A spectrophotometric analysis was taken of each of the seven total samples.
Polysiphonia sp. was not used in the spectrophotometric analysis because it did not seem to work as well as the Porphyra sp. when we were extracting the pigments.
Results
The attached graphs show the spectropotometric analysis of each sample taken. These graphs have the peaks labeled with their corresponding photosynthetic pigments. Below is a list of the species, and the wavelength peaks they had.
Discussion
Chlorphyll a is a pigment that is present in almost all photosynthetic plants. When chlorophyll a is present, peaks should appear on a spectophotometric reading at 430nm and 663nm. Therefore all the species used below should have peaks at approximately 430nm and 663nm. This should only be the case when using a lipophilic extracting agent such as 90% acetone or DMSO because the chlorophyll a is hydrophobic itself.
Porphyra needed to be crushed using both water and acetone because there are pigments in Porphyra which are hydrophobic, and hydrophilic. Therefore the water would remove the hydrophilic pigments, and the 90% acetone would extract the hydrophobic pigments. When looking at the wavelengths present in the spectrometer reading (see graph 1) we see that the hydrophilic pigments of Phycoerythrin (565, 500nm) and Phycocyanin (620 nm) are present. There was also a peak at 436nm which is most likely a little chlorophyll a that was extracted as well.
A seen on graph 2, Porphyra in 90% acetone extracted chlorophyll a with peaks at 434nm and 664nm. However, we did not see peaks that represent the presence of chlorophyll d which is present in red algae. This may be that our samples were contaminated. There were some other accessory pigments present in the Porphyra in acetone mixture. These peaks at 462nm could be some type of carotinoid which is another hydrophobic pigments present in red algae.

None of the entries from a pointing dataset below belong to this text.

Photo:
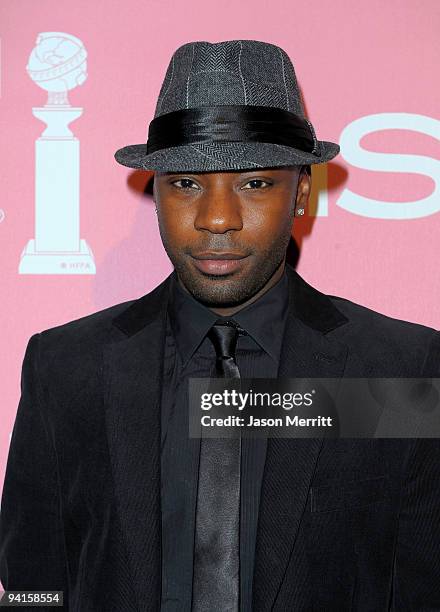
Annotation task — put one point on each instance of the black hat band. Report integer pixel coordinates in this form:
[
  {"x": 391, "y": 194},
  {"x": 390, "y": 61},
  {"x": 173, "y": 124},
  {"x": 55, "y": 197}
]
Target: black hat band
[{"x": 230, "y": 123}]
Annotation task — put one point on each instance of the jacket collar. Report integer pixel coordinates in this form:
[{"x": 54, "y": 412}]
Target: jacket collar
[{"x": 312, "y": 307}]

Enteromorpha linza was the green algae we tested. Enteromorpha linza should have peaks showing where chlorophyll a and chlorophyll b appear. Both of these pigments are hydrophobic, therefore only 90% acetone was used during extraction. As seen in graph 3, the peaks are marked with the corresponding pigments. Chlorophyll a appears at 434nm and 664nm. And Chlorophyll b shows up at 458nm and 656nm. This last reading for chlorophyll b is slightly off, but this may be a simple spectrometer shift or slight contamination of the solution.

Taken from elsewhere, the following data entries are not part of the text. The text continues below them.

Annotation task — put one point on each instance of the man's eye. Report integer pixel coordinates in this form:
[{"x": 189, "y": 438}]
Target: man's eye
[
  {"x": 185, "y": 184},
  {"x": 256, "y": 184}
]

Fucus gardneri was first placed in DMSO which is good for extracting pigments which can be slightly hydrophobic, and slightly hydrophilic. Accessory pigments such as xyanthophyls fall in this category, and have peaks at 450nm. Graph 4 shows Fucus gardneri having an accessory pigment at exactly 450nm.
The pigments in Fucus gardneri were also extracted using acetone in order to remove the more hydrophobic pigments such as chlorophyll a (434nm and 664nm) and chlorophyll c (466nm, 584nm, 620nm). The peaks that represent these two pigments are labeled on graph 5. Two of the peaks for chlorophyll c are quite slight, but could still be valid readings.
When we tested our hypothesis species was Coleus sp. it was postulated that it would have the same accessory pigments as the red algae because Coleus was also red in color. However the results we got from the spectrometer readings were quite different. When pigments were extracted from Coleus using water (see graph 6) a trace of chlorophyll a was found at 436nm and a bunch of other peaks appeared that did not show up in Porphyra in water (see graph 1). The peaks present in Coleus in water may be other accessory pigments that have different wavelength than what we have covered.
The Coleus in acetone did show peaks at chlorophyll a (434nm and 664nm) as well as a peak at 462nm which is most likely a carotinoid pigment of some type.
In conclusion, the test plant, Coleus sp. did not appear to have the same accessory pigments as our red algae species of Porphyra sp. Even though the plants appeared to be the same color externally, their photosynthetic pigments are not the same.